The “spam” we’ll refer to in this article is specifically comment spam — that is, junk comments, left on your website content by bots and sometimes human trolls or spammers, often containing irrelevant or malicious links.

Why is Spam so Bad?

A lot of people think of spam as just an annoyance. There is some spam that’s relatively benign — like the occasional nonsensical comment from an AI, or an off-colour remark from a troll trying to stir up an argument. But a lot of spam poses a genuine security risk to your website, so it’s important to know what to watch out for.

Some of the most dangerous spam may look relatively harmless at a glance. Comment spammers will often post short, generic messages (“great blog post!”) as a cover for including links. These links can serve a few different purposes. In some cases, they may go directly to malicious phishing sites where your users may be tricked into giving away personal information, or be targeted by malware.

Do You Really Need Comments Enabled?

Before you even think about strategies for reducing spam comments, consider whether it’s actually serving you to have comments enabled on your website content at all.

We usually advise against it, except for in specific cases like product pages where you want customers to be able to leave reviews. These days, website comment sections have largely fallen out of favour when it comes to creating an engaging discussion around an article, post, or video. Most companies find more success sharing content on social media. Social media platforms are structured in a way that’s generally much more conducive to interacting with your customers or encouraging customers to spread the word about your products or services.

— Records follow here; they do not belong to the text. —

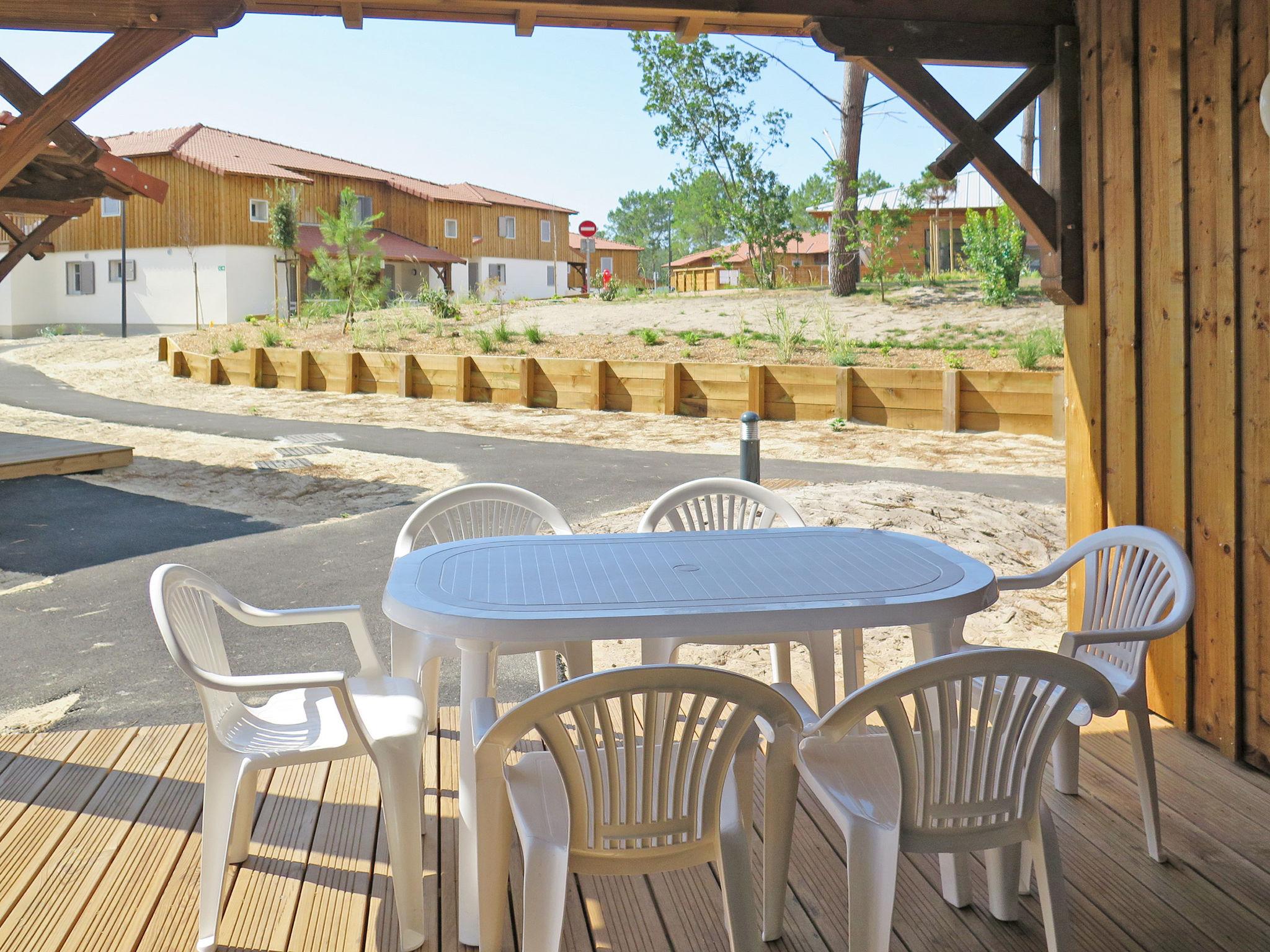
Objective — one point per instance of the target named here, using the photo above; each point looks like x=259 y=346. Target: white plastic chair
x=664 y=781
x=1139 y=587
x=958 y=770
x=475 y=511
x=313 y=716
x=723 y=503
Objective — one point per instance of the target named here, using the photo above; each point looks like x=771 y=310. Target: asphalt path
x=89 y=630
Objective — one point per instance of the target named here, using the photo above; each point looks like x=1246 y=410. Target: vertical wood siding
x=1169 y=359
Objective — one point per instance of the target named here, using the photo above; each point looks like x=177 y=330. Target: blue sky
x=557 y=116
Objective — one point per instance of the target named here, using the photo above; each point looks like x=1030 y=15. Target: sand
x=218 y=471
x=1011 y=537
x=127 y=369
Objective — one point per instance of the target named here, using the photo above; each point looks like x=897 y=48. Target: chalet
x=216 y=220
x=621 y=260
x=806 y=260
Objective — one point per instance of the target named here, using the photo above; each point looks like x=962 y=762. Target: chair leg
x=1049 y=881
x=738 y=889
x=1003 y=865
x=783 y=663
x=244 y=811
x=1145 y=759
x=873 y=860
x=956 y=879
x=401 y=791
x=221 y=783
x=546 y=886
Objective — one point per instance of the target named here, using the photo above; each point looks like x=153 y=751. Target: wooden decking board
x=102 y=852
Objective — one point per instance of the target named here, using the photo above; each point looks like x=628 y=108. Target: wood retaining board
x=1014 y=402
x=23 y=455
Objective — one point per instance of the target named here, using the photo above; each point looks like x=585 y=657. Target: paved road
x=89 y=630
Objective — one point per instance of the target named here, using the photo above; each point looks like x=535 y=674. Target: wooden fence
x=1014 y=402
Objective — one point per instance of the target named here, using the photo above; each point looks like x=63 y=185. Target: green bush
x=995 y=249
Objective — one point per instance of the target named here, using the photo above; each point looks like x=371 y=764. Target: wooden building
x=1152 y=219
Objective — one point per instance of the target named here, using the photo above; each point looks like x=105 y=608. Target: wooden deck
x=23 y=455
x=99 y=851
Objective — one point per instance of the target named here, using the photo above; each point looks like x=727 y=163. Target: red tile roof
x=602 y=244
x=393 y=247
x=231 y=152
x=809 y=244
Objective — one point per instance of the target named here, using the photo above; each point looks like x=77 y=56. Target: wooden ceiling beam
x=106 y=69
x=198 y=17
x=935 y=41
x=996 y=117
x=31 y=243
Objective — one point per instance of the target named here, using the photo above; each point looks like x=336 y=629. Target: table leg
x=936 y=639
x=475 y=676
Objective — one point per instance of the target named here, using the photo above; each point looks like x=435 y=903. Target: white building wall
x=234 y=281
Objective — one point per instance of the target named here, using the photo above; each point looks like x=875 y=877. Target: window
x=79 y=278
x=115 y=270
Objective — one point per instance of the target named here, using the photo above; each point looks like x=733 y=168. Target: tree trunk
x=845 y=263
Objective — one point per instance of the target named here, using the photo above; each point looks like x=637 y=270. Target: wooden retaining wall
x=1015 y=402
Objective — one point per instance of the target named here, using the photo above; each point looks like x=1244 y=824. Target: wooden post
x=301 y=369
x=1060 y=407
x=403 y=375
x=527 y=369
x=351 y=372
x=597 y=385
x=463 y=377
x=756 y=379
x=846 y=382
x=951 y=400
x=671 y=394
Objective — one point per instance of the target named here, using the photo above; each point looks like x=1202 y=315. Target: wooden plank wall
x=1169 y=359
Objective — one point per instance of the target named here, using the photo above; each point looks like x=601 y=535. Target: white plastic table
x=487 y=592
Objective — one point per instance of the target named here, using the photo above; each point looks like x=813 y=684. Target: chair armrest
x=350 y=616
x=804 y=710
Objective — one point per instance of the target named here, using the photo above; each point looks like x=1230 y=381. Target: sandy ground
x=1011 y=537
x=127 y=369
x=218 y=471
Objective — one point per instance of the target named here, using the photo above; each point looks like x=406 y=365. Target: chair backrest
x=1134 y=578
x=478 y=511
x=719 y=503
x=643 y=753
x=972 y=733
x=184 y=602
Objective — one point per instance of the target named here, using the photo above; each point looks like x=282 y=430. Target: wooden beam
x=201 y=17
x=104 y=70
x=525 y=20
x=689 y=29
x=31 y=206
x=935 y=41
x=25 y=98
x=30 y=244
x=996 y=117
x=1034 y=206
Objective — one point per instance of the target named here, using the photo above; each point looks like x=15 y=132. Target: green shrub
x=995 y=249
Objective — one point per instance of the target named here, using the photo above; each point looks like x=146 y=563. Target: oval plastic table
x=488 y=592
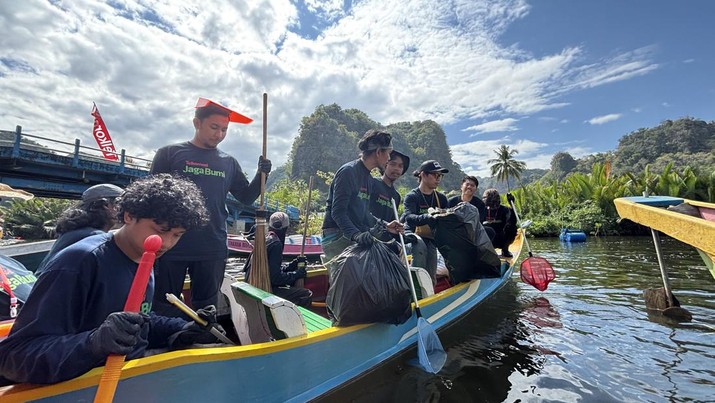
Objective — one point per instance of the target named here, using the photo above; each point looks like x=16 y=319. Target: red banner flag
x=102 y=135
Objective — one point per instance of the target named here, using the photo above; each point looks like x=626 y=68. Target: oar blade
x=430 y=352
x=537 y=272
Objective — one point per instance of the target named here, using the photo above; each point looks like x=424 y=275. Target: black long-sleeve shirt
x=348 y=205
x=416 y=206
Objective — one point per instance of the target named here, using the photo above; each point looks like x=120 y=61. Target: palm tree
x=505 y=166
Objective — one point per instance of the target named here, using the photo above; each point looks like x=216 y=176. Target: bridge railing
x=79 y=153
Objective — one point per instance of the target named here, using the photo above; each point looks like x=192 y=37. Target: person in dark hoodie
x=73 y=318
x=95 y=214
x=283 y=276
x=347 y=214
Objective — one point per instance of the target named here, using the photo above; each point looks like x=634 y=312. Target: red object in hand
x=538 y=272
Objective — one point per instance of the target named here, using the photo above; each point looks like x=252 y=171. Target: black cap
x=405 y=160
x=103 y=190
x=430 y=166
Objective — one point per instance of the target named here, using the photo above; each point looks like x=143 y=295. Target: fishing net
x=538 y=272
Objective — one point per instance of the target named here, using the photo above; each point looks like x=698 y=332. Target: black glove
x=193 y=333
x=364 y=238
x=118 y=334
x=264 y=165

If you do want to keep comments enabled on your website, the following strategies can help you mitigate spam and maintain safety and security for your users.

Firewalls

The first line of defense for your website should be a firewall. A well-configured firewall will usually do a pretty good job of filtering out the worst offenders, like spammers, bots, and automated content scrapers.

A strong firewall can be updated and reconfigured over time to continue battling the worst malicious traffic. Settings like IP address and location filtering can nearly eliminate spam from noted frequent offenders.

Spam Filtering

Human spammers and sophisticated bots might still make it through your firewall, so the next line of defense may be a spam filter. There are many different spam-filtering plugins available through WordPress — make sure you evaluate the level of support and popularity of a plugin before you install it. WordZite uses Akismet, which is a very popular and effective spam filtering plugin.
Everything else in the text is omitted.